Dans les années 1980 et 1990, les constructeurs allemands faisaient sensation en présentant presque systématiquement un nouveau modèle à la fois en berline et en break. A cette époque, les marques françaises développaient péniblement leurs gammes et n’ajoutaient des variantes qu’un à deux ans plus tard. Ainsi, la 406 avait attendu onze mois son dérivé break. Aujourd’hui, c’est l’inverse qui se produit. Alors que les firmes germaniques préfèrent différer le lancement de la variante pour profiter des retombées de lancements successifs, Peugeot présente, pour la première fois de son histoire, le break en même temps que la berline.

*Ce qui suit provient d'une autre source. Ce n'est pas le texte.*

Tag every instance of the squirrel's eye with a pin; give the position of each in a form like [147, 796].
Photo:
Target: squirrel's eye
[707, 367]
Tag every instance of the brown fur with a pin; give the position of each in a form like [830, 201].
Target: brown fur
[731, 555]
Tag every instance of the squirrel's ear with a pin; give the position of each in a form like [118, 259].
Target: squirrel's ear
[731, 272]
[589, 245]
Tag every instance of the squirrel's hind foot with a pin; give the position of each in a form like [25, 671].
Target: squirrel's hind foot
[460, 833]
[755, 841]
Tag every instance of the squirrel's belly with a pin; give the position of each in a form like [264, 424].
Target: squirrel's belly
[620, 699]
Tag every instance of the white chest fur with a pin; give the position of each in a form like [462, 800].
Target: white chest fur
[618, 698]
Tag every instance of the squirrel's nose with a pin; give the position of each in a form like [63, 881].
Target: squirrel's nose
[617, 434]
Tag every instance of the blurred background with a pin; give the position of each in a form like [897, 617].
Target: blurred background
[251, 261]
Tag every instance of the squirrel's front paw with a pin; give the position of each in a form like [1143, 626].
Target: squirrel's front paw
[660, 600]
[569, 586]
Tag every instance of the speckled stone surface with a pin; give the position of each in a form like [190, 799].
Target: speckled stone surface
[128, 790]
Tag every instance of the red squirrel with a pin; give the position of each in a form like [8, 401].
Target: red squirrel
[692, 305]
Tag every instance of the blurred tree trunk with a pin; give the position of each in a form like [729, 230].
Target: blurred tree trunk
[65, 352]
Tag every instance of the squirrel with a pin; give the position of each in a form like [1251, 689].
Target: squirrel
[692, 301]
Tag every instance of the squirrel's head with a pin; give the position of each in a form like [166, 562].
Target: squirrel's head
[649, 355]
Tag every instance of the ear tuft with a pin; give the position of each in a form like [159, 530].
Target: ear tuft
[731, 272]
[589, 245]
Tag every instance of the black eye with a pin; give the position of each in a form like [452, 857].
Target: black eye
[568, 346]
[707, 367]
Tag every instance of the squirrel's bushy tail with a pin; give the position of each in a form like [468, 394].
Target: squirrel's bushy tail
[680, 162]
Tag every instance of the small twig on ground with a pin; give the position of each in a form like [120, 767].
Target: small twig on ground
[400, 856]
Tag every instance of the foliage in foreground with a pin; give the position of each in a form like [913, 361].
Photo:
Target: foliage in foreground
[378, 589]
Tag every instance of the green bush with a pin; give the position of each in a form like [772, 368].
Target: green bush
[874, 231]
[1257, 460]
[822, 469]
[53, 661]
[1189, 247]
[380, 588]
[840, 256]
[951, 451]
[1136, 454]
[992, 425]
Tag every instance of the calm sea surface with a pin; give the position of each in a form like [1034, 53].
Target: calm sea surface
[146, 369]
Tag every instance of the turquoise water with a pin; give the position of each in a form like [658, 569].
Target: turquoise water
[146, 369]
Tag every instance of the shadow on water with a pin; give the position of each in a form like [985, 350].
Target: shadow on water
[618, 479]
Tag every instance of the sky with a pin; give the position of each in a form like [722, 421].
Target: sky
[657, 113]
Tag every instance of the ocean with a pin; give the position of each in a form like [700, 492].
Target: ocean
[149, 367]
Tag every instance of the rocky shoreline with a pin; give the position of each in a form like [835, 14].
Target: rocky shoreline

Cette variante baptisée SW se distingue par sa lunette arrière cernée de lucarnes triangulaires et par ses feux anguleux débordant largement sur les flancs. La 407 SW reprend le principe du demi-toit vitré de la 307 SW, mais conserve, à bord, un aménagement très proche de celui de la berline: pas de sièges arrière individuels ni de version à sept places. L’empattement est d’ailleurs celui de la berline, alors qu’il est allongé de 10 cm sur la 307 SW. Cette carrosserie devrait, au niveau européen, représenter 40 % des 300000 Peugeot 407 produites chaque année, avec une part pouvant dépasser les 50 % dans certains pays comme l’Allemagne, l’Autriche et l’Italie. En France, Peugeot table sur 20 à 25 %, ce qui est déjà élevé, la 307 dépassant à peine cette proportion avec ses deux gammes (break classique et SW typé monospace). Avec les deux silhouettes de la 407, Peugeot a, en tout cas, mis toutes les chances de son côté pour affaiblir la concurrence dès le départ.